# Deploy Llama3 with TensorRT-LLM

Welcome!

In this notebook, we will walk through on converting Mistral into the TensorRT format. TensorRT-LLM provides users with an easy-to-use Python API to define Large Language Models (LLMs) and build TensorRT engines that contain state-of-the-art optimizations to perform inference efficiently on NVIDIA GPUs.

Once the TensorRT engine is build, you can use the run.py script provided at the end of this notebook or use this engine as in input to the Triton Inference Server.

See the [Github repo](https://github.com/NVIDIA/TensorRT-LLM) for more examples and documentation!

Deployment powered by [Brev.dev](https://twitter.com/brevdev) and the link for the [notebook](https://console.brev.dev/notebook/llama3-tensorrtllm-deployment).

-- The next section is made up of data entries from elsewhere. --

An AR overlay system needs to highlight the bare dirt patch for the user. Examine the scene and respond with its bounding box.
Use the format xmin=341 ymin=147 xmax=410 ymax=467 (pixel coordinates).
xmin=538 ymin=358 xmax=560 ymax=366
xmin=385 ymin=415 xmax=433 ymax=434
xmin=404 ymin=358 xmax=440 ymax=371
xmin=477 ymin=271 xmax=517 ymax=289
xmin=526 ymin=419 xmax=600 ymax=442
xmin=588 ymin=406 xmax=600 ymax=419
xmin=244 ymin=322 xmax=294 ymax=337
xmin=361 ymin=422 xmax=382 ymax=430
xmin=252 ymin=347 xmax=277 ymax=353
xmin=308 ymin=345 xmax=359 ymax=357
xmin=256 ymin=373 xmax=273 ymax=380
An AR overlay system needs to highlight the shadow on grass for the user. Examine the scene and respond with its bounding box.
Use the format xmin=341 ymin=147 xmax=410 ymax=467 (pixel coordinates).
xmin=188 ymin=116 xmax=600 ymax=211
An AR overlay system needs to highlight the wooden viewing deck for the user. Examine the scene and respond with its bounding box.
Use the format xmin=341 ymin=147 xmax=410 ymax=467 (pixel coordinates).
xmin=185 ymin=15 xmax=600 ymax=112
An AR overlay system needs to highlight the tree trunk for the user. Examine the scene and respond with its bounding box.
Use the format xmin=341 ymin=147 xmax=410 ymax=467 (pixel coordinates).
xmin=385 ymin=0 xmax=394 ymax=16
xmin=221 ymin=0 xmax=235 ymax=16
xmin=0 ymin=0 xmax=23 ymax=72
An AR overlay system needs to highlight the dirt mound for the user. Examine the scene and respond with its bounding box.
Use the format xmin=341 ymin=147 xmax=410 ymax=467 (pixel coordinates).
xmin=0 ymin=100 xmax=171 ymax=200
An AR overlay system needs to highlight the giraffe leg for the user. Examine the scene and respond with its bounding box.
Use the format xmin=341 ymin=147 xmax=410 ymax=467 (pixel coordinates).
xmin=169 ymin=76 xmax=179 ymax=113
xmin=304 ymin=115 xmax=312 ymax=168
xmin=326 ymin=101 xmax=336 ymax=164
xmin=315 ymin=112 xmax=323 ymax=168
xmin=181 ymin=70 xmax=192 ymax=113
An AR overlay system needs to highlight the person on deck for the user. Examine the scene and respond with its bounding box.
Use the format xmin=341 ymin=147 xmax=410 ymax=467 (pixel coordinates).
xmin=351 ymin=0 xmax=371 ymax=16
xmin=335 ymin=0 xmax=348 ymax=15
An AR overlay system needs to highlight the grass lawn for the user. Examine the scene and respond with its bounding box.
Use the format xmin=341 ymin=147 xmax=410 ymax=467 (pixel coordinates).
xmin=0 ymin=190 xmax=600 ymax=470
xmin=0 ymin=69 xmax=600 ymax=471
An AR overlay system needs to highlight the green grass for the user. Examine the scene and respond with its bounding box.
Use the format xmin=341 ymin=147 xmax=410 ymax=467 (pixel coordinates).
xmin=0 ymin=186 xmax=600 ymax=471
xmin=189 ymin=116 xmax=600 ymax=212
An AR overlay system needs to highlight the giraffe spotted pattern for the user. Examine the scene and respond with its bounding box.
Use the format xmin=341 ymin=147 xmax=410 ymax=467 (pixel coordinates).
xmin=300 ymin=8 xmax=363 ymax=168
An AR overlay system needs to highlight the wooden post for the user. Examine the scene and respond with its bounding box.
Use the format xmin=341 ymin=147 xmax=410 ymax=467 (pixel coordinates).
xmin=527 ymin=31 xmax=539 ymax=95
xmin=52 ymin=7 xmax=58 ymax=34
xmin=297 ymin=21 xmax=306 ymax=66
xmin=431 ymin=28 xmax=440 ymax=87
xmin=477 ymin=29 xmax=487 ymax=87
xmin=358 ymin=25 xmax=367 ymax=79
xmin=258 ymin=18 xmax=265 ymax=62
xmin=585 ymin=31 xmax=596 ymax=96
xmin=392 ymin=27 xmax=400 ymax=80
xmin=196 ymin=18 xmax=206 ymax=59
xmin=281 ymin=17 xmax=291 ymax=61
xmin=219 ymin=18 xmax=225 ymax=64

## Step 1 - Install TensorRT-LLM

We first install TensorRT-LLM, which is already installed in the `nlp-1.3` and `Llama3` Jupyter kernels. You can choose either of these to run the rest of the notebook.

In [None]:
#!pip install tensorrt_llm -U --pre --extra-index-url https://pypi.nvidia.com

## Step 2 - Download Llama3 model weights

Llama3 is a gated model which means you'll need to request approval on their respository and generate a HF token. This usually takes about 20 minutes! The good news is that we have already downloaded the Llama3 model, which is located at `/data/ai/models/nlp/llama/models_llama3`.

In [None]:
# import huggingface_hub

In [None]:
# huggingface_hub.login("<ENTER TOKEN HERE>")

In [None]:
# huggingface_hub.snapshot_download("meta-llama/Meta-Llama-3-8B-Instruct", local_dir="llama3-hf")

## Step 3 - Convert checkpoints into safetensors and build the TRT engine

There are 2 substeps here. The first is converting the raw huggingface model into safetensors which is a safe and fast format for storing tensors.

Next we build the TensorRT engine. This is where the magic happens. We take the converted safetensors model and convert it into a `TensorRT engine`. Engines are optimized versions of models built to run lightening fast on the current machine.

In [None]:
!wget -L https://raw.githubusercontent.com/NVIDIA/TensorRT-LLM/main/examples/llama/convert_checkpoint.py

In [None]:
!python convert_checkpoint.py --model_dir /data/ai/models/nlp/llama/models_llama3/Meta-Llama-3-8B-hf \
    --output_dir ./llama3-safetensors \
    --dtype bfloat16

In [None]:
!trtllm-build --checkpoint_dir llama3-safetensors \
    --output_dir ./llama3engine_bf16_1gpu \
    --gpt_attention_plugin bfloat16 \
    --gemm_plugin bfloat16

## Step 4 - Run the model using the example script!

In [None]:
!git clone https://github.com/NVIDIA/TensorRT-LLM.git

In [None]:
!python ./TensorRT-LLM/examples/run.py --engine_dir=llama3engine_bf16_1gpu \
    --max_output_len 100 \
    --tokenizer_dir llama3-hf \
    --input_text "How do I count to nine in French?"